I am trying to forecast the mean of a month of daily time series data. I need to forecast the mean of the current month (meaning we have partial data) as well as the next month(s) (meaning I need to forecast the path of the daily time series throughout this month and the next month).
Using the modern forecast package and techniques from Hyndman's FPP3, it is straightforward to forecast the daily. It would then be straightforward, with some data manipulation, to calculate the forecasted mean of the month from the forecasted daily observations.
But, from what I understand, doing it this way forces you to go outside the bounds of the forecast package, and thus you miss out on being able to model and forecast the actual monthly mean directly using the scenarios feature as well as being able to forecast the monthly mean with prediction intervals.
My aim is to be able to re-forecast the monthly every day as the new daily observation comes in, and have the uncertainty / prediction interval around monthly mean forecast start to decrease as we approach the end of the month.
I've cooked up the following repro to demonstrate what I'm getting at.
# cross validated question
library(fpp3)
library(lubridate)
library(tidyverse)
repro_data <-
tsibble(date = as_date(ymd("2023-06-01"):ymd("2023-08-23"))) |>
mutate(obs = 1:84,
explanatory_var = 1:84 + 10)
# it is trivial to model the underlying daily series
tslm_fit <- repro_data |>
model(tslm = TSLM(obs ~ explanatory_var))
explanatory_scenarios <- scenarios(
# trend continuing scenario
continued_increase = new_data(repro_data, 38) |>
mutate(explanatory_var = 84:(84 + 37) + 10),
# trend reversing scenario
decrease = new_data(repro_data, 38) |>
mutate(explanatory_var = 84:(84 - 37) + 10)
)
# forecast thru september
fcast <- tslm_fit |>
forecast(h = 38, new_data = explanatory_scenarios)

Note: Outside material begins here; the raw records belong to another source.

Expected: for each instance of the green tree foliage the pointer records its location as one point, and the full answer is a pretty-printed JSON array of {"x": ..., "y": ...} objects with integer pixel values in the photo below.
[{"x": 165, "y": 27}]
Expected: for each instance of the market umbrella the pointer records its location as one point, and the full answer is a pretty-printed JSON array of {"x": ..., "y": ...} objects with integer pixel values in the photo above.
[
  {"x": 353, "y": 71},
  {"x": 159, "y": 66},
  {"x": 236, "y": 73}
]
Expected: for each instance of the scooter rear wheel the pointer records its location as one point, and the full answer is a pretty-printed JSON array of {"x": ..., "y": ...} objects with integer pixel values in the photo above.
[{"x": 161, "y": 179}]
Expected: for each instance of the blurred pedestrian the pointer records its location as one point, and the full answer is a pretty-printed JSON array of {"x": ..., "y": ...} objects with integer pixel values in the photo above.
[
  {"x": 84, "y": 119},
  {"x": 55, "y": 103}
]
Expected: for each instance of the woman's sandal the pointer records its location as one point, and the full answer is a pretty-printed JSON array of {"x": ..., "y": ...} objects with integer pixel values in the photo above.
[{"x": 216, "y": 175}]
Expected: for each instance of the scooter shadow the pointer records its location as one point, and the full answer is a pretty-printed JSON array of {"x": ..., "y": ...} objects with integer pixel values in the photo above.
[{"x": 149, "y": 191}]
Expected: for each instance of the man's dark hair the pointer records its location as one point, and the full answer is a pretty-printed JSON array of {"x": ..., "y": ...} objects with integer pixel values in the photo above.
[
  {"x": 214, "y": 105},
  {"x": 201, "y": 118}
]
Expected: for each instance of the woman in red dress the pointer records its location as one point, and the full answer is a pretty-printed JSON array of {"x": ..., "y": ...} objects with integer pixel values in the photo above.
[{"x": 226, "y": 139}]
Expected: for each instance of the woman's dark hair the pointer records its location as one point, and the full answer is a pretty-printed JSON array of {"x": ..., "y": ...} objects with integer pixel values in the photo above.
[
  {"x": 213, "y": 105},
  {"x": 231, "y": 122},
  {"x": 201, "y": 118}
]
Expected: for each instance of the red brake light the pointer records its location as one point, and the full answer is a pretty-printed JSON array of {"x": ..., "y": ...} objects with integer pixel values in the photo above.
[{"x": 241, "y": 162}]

# bind each scenario with past reality and then compute monthly means
monthly_mean_fcast <- fcast |>
as_tsibble(date, .scenario) |>
select(.scenario, date, obs = .mean) |>
bind_rows(map_dfr(
names(explanatory_scenarios),
~ mutate(as_tibble(repro_data), .scenario = .x)
)) |>
index_by(yearmonth = yearmonth(date)) |>
group_by_key() |>
summarise(
mean_obs = mean(obs, na.rm = TRUE)
)
monthly_mean_fcast
As you can see, I can use the scenarios to forecast August and September, but it's in a roundabout way. I'm not directly modeling and forecasting the monthly mean. Is there a way to go more directly to the goal of forecasting the monthly mean and get prediction intervals in the process?